Hubiera querido dirigirle otras preguntas, pero acabábamos de entrar en la pequeña población de Merlinville, y moderamos la marcha para averiguar cuál era el camino de la Villa Geneviéve.

—Sigan por aquí, cruzando la población. La Villa Geneviéve está a cosa de un kilómetro al otro lado. No pueden confundirla. Una villa grande que mira al mar.

Dimos las gracias a nuestro informador y seguimos adelante, cruzando la población. Una bifurcación de la carretera nos obligó a detenernos de nuevo. Un campesino venía hacia nosotros y esperamos a que llegase para pedir nuestra dirección. Había una villa diminuta junto al mismo camino, pero era demasiado pequeña y ruinosa para ser la que buscábamos. Mientras aguardábamos se abrió su puerta y apareció en ella una muchacha.

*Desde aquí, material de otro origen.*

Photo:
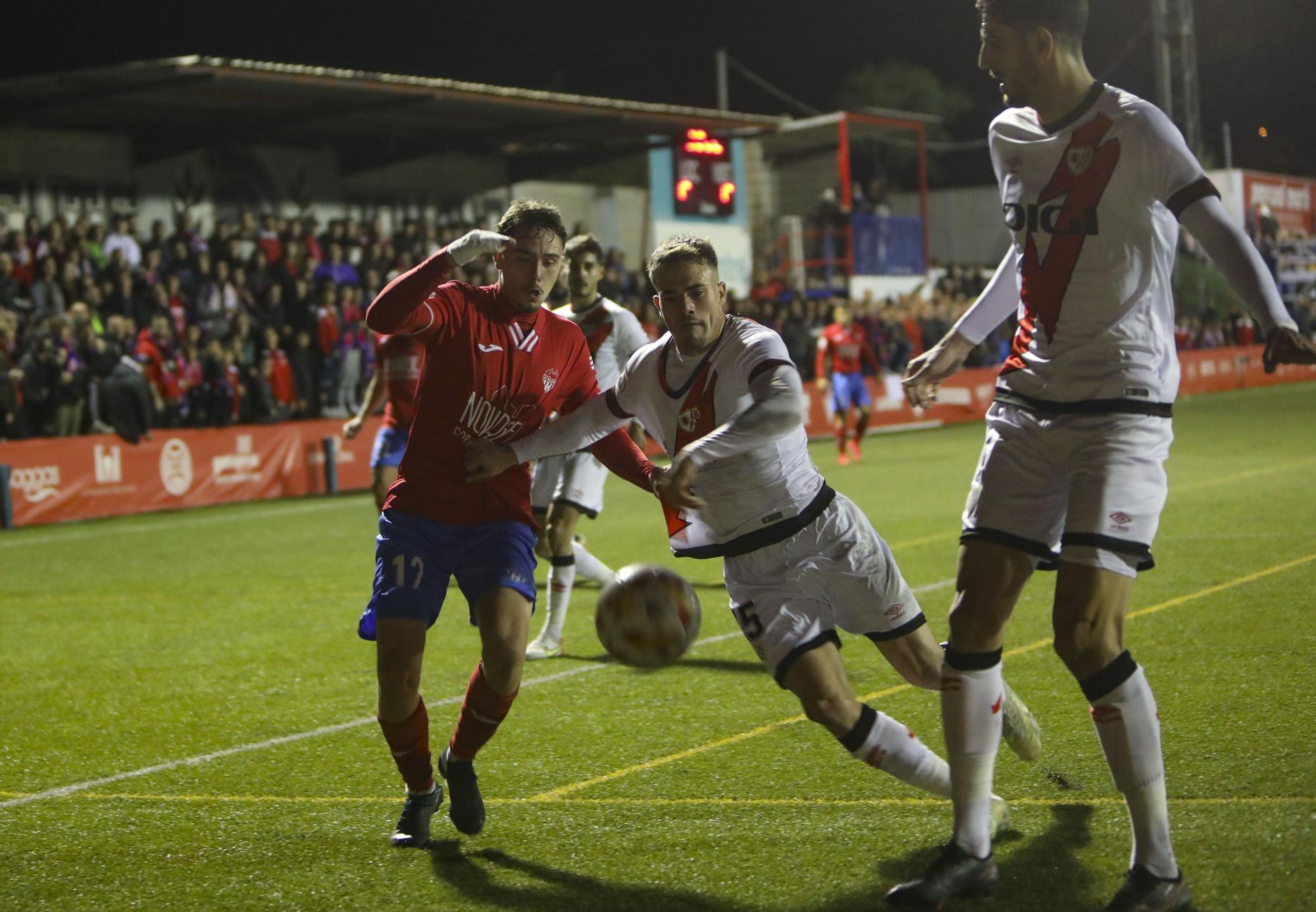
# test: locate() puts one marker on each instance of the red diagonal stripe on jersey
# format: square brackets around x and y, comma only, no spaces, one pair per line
[1044,282]
[694,420]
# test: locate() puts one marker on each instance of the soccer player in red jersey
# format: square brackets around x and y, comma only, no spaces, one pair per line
[497,365]
[846,344]
[398,363]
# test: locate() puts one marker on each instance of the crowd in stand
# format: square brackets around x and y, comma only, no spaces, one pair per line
[105,327]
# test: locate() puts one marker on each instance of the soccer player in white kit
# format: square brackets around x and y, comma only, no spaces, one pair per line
[722,395]
[1094,184]
[570,485]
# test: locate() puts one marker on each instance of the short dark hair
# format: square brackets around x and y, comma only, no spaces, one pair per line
[682,249]
[532,218]
[1065,19]
[584,244]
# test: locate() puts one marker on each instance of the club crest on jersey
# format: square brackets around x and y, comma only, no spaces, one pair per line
[1078,160]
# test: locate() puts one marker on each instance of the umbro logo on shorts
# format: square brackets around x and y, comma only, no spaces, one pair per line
[524,342]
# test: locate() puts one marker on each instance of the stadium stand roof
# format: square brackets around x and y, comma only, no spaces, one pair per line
[370,119]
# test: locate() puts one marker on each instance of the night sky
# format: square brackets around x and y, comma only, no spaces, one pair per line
[1256,57]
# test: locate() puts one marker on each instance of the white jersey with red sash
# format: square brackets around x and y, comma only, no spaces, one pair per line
[755,498]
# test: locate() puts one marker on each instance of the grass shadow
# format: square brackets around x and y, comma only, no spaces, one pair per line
[1043,876]
[495,878]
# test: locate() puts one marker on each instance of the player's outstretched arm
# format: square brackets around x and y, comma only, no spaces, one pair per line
[998,301]
[1246,272]
[376,392]
[780,407]
[590,423]
[926,373]
[401,307]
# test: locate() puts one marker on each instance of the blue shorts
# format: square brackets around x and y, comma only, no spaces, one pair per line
[417,557]
[849,390]
[390,444]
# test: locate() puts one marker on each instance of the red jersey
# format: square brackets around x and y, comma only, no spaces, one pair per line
[848,348]
[282,386]
[490,372]
[399,359]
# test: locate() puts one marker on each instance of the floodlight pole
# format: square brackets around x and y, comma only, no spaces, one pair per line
[723,94]
[1176,45]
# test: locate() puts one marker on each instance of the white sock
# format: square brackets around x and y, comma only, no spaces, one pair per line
[888,746]
[561,577]
[1128,727]
[590,567]
[971,718]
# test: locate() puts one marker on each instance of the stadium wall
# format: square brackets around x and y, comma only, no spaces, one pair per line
[80,478]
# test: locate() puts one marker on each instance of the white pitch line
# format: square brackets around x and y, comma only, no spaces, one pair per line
[331,730]
[174,522]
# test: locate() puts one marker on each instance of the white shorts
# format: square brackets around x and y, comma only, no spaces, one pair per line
[574,480]
[836,573]
[1088,489]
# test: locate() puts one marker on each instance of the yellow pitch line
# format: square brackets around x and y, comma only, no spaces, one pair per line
[911,543]
[1238,477]
[556,794]
[669,802]
[1223,480]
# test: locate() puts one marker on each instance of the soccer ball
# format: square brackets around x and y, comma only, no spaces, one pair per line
[648,617]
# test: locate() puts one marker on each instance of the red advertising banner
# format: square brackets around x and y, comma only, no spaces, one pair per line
[77,478]
[56,480]
[1292,199]
[968,395]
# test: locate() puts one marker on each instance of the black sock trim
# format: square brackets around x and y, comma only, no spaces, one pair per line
[794,656]
[855,739]
[1121,669]
[909,627]
[972,661]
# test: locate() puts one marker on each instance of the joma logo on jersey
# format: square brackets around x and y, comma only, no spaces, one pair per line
[1057,219]
[485,419]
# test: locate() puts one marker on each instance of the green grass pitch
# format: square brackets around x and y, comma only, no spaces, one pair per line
[216,651]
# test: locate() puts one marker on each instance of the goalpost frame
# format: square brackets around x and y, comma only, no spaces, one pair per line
[843,166]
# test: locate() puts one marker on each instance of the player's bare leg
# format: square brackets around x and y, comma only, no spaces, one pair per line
[918,657]
[505,622]
[988,585]
[839,428]
[861,428]
[1089,623]
[381,480]
[399,655]
[819,680]
[559,534]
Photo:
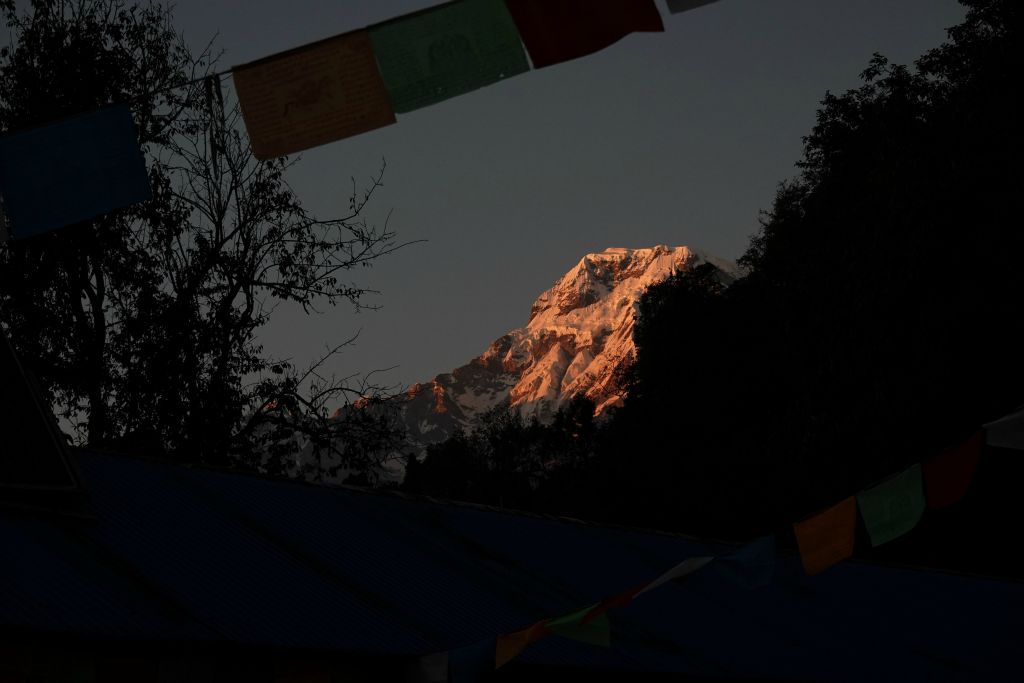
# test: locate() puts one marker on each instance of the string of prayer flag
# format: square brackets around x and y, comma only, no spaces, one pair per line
[312,95]
[893,507]
[681,570]
[948,475]
[431,55]
[751,566]
[1007,432]
[556,31]
[596,631]
[827,538]
[71,171]
[676,6]
[510,645]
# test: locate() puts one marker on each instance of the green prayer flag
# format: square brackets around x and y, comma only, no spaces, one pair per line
[596,631]
[443,51]
[894,507]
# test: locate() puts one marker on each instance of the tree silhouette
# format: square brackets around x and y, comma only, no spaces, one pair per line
[141,325]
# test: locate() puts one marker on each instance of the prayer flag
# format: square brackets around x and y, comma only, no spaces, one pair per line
[1007,432]
[827,538]
[947,476]
[470,664]
[676,6]
[619,600]
[752,565]
[894,507]
[682,569]
[511,645]
[312,95]
[72,170]
[595,631]
[448,50]
[557,31]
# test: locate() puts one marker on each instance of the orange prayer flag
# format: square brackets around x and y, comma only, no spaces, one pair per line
[947,476]
[827,538]
[511,645]
[312,95]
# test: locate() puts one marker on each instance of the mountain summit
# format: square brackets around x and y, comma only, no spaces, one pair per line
[579,337]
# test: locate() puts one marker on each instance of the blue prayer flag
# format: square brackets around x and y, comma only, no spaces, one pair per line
[70,171]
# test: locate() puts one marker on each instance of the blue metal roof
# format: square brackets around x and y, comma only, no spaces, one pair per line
[178,553]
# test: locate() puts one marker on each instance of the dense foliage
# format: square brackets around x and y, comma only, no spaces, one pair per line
[141,326]
[880,321]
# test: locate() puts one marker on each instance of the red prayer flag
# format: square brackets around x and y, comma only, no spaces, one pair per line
[827,537]
[510,645]
[555,31]
[948,475]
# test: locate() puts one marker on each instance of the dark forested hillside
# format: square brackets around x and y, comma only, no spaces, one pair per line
[880,321]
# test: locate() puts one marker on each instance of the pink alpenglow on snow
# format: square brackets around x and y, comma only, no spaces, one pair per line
[579,335]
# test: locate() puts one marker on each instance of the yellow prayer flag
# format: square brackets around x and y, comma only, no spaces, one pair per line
[312,95]
[827,538]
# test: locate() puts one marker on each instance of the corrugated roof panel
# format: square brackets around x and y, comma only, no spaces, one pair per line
[190,554]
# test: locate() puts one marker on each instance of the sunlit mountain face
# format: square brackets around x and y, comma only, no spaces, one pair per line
[578,338]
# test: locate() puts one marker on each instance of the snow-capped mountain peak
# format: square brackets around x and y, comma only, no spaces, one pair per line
[578,338]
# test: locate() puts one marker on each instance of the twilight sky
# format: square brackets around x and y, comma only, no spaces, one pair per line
[676,138]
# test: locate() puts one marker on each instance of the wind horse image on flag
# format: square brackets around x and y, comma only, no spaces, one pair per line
[449,50]
[312,95]
[70,171]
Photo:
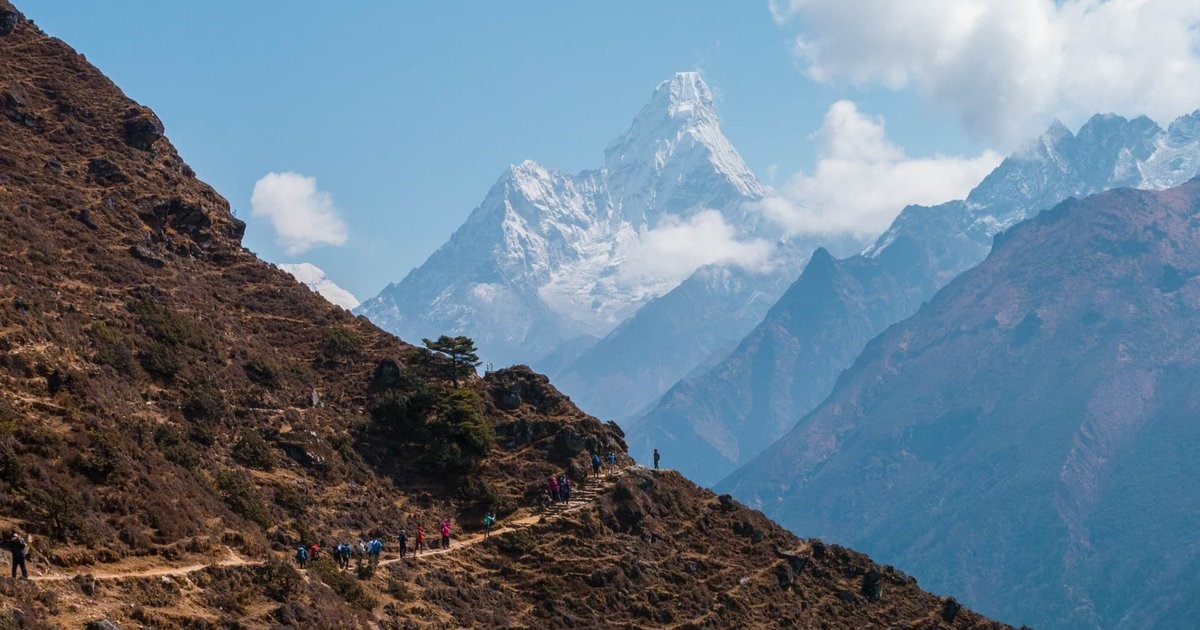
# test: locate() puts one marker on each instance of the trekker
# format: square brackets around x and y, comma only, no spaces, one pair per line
[17,546]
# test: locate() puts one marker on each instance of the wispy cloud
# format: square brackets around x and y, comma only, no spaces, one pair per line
[862,180]
[303,215]
[316,280]
[676,247]
[1007,66]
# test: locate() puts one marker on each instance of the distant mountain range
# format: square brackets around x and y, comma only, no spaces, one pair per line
[714,421]
[550,270]
[1029,436]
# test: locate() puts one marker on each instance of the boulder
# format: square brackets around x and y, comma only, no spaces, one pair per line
[105,173]
[141,129]
[387,375]
[147,256]
[951,609]
[9,19]
[873,585]
[508,400]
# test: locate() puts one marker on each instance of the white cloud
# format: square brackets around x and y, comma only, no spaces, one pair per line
[676,247]
[1007,66]
[316,280]
[862,180]
[303,215]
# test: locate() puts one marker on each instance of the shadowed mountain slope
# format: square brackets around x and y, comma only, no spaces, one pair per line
[168,400]
[1030,435]
[787,365]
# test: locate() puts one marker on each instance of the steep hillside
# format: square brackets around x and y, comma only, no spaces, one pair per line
[715,421]
[1029,436]
[177,417]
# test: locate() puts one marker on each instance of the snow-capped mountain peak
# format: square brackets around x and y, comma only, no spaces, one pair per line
[316,280]
[543,258]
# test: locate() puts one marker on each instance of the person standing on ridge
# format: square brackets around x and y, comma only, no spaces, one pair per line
[18,547]
[489,519]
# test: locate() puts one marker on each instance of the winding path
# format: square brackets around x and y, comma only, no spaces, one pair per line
[585,497]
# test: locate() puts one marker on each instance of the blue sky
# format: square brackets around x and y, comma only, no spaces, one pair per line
[407,112]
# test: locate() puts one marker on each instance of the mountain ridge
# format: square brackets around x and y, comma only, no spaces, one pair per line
[789,364]
[1032,417]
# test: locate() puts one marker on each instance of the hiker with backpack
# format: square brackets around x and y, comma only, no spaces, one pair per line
[489,520]
[420,540]
[17,546]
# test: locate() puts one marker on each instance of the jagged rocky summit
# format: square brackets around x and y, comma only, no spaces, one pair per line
[178,415]
[717,420]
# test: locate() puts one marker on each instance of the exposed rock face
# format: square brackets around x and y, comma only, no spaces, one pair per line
[159,406]
[789,364]
[1036,417]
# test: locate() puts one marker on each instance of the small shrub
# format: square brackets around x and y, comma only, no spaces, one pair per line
[462,413]
[341,342]
[279,579]
[253,451]
[103,460]
[11,469]
[174,447]
[291,499]
[243,497]
[515,543]
[168,327]
[262,371]
[113,348]
[400,591]
[345,585]
[161,360]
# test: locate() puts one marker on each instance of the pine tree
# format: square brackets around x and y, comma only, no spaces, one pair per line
[461,352]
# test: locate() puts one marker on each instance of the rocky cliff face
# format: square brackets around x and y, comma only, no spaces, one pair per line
[169,402]
[715,421]
[1036,418]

El campesino pasaba ahora por nuestro lado y el conductor se inclinó fuera de su asiento y le pidió nuestra dirección.

—¿La Villa Geneviéve? Sólo unos cuantos pasos más allá, por este camino, a la derecha. Podría usted verla desde aquí a no ser por la curva.

El chófer le dio las gracias y el coche reanudó la marcha. Mis ojos quedaron fascinados por la muchacha, que continuaba allí, con una mano en la puerta, observándonos. Soy un admirador de la belleza y allí había un ejemplar que nadie hubiera podido pasar por alto. Muy alta, con las proporciones de una joven diosa y la cabellera de oro de su cabeza descubierta brillando al sol. Juré para mí mismo que aquélla era una de las muchachas más hermosas que había visto nunca. Al continuar por el áspero camino, volví la cabeza para seguir viéndola.

—¡Por Júpiter, Poirot! —exclamé—. ¿Ha visto usted esta divinidad?

Poirot levantó las cejas.

—Esto empieza —murmuró—. ¡Ya ha visto usted una diosa!

—Déjese de historias. ¿No lo era, acaso?

—Es posible; no lo he advertido.

—Pero, sin duda, la ha visto usted...

—Amigo mío: dos personas distintas rara vez ven la misma cosa. Usted, por ejemplo, ha visto una diosa. Yo... —vaciló.

—¿Qué más?

—Yo sólo he visto una muchacha de ojos acongojados —dijo Poirot gravemente.

Pero en aquel momento llegamos ante una gran puerta verde, y los dos lanzamos una exclamación al mismo tiempo. Delante de la puerta estaba un descomunal sergent de ville, que levantó la mano para detenernos.

—No pueden ustedes pasar, señores.

—Pero es que deseamos ver a monsieur Renauld —exclamé—. Estamos citados, y ésta es su villa, ¿no es verdad?

—Sí, señor; pero...

Poirot se inclinó hacia adelante.

—Pero ¿qué?

—Monsieur Renauld ha sido asesinado esta mañana.